To cut a very long, tedious story short – it was knackered and apparently far too small to do the job needed for the size of the house; it wasn’t even pushing the hot water upstairs with enough pressure for us to be able to have showers! The radiators were all on 1970s microbore and all needed replacing as well as new radiators adding in.

So, after 4 hideous weeks of no heating (but, thankfully, an immersion so we had hot water) we had a full central heating system put in along with new radiators – the house is also now zoned so we can control upstairs and downstairs separately. Ooooo, fancy! However, this came to the pretty total of £5.5k which was not in The Budget but it’s simply not something we could ignore. Plus, if we’re stripping back and starting again, now was the time to do it.

We also took the opportunity to move the boiler from the current utility room into the current kitchen – as these rooms will be trading places.
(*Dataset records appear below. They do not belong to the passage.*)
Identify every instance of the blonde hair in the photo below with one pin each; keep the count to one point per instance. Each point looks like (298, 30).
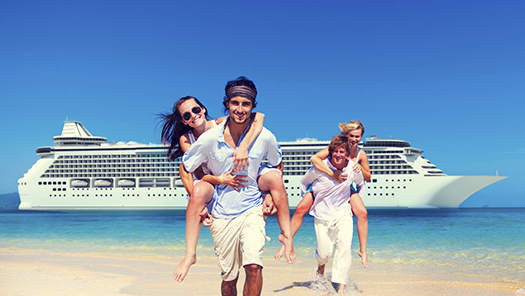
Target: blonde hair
(352, 125)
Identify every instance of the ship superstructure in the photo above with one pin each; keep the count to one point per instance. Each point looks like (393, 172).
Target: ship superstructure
(85, 172)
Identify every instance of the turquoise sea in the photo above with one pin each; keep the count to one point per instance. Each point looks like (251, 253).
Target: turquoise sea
(480, 241)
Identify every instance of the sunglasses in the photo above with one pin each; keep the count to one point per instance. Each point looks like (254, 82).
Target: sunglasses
(195, 110)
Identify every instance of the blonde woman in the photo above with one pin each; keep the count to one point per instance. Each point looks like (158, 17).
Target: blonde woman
(354, 131)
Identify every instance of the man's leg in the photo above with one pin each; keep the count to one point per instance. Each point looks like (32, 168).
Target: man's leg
(325, 244)
(229, 288)
(343, 251)
(359, 210)
(253, 283)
The poor bugger doing the job discovered we not only had only about 12inches of floor space but also that much of our ground floor is concrete. He said our house actually kept him awake at night because it was so tricky to do. Ooops.

Damp came next – we knew about this as it had been flagged in the survey that the 30 year old damp proof course had failed.

Cue lots of different tradesman, conflicting advice, sucking through teeth, extortionate estimates and a lot of googling. We finally were recommended a trustworthy builder who gave sound advice and did a great, and fairly reasonably priced, job that is now guaranteed for the next 30 years.


Damp course replaced and rotten skirting removed

However, the stench when we came home one night was unbearable – like sulphur – so we called him to ask what it was. “That’s your damp coming out the walls” was the reply. Nice. Turned out our skirting was also rotten and full of weevils.

And finally in the ‘big list’ was getting the roofing/chimney/guttering sorted. Usefully, our builder’s brother-in-law is a roofer. Amazing how quickly you can build up a network of tradesmen!

We’ve been a bit grumpy about all this work as you don’t really see the benefits – if anything you just make the house look even worse. But hey, they’re all (expensive) essentials. The only thing that could seriously catch us out now is the electrics so we have a full electrical inspection booked.

Whilst all this work was ongoing we  poured over paint charts….keeping the dream alive whilst the vision was hazy.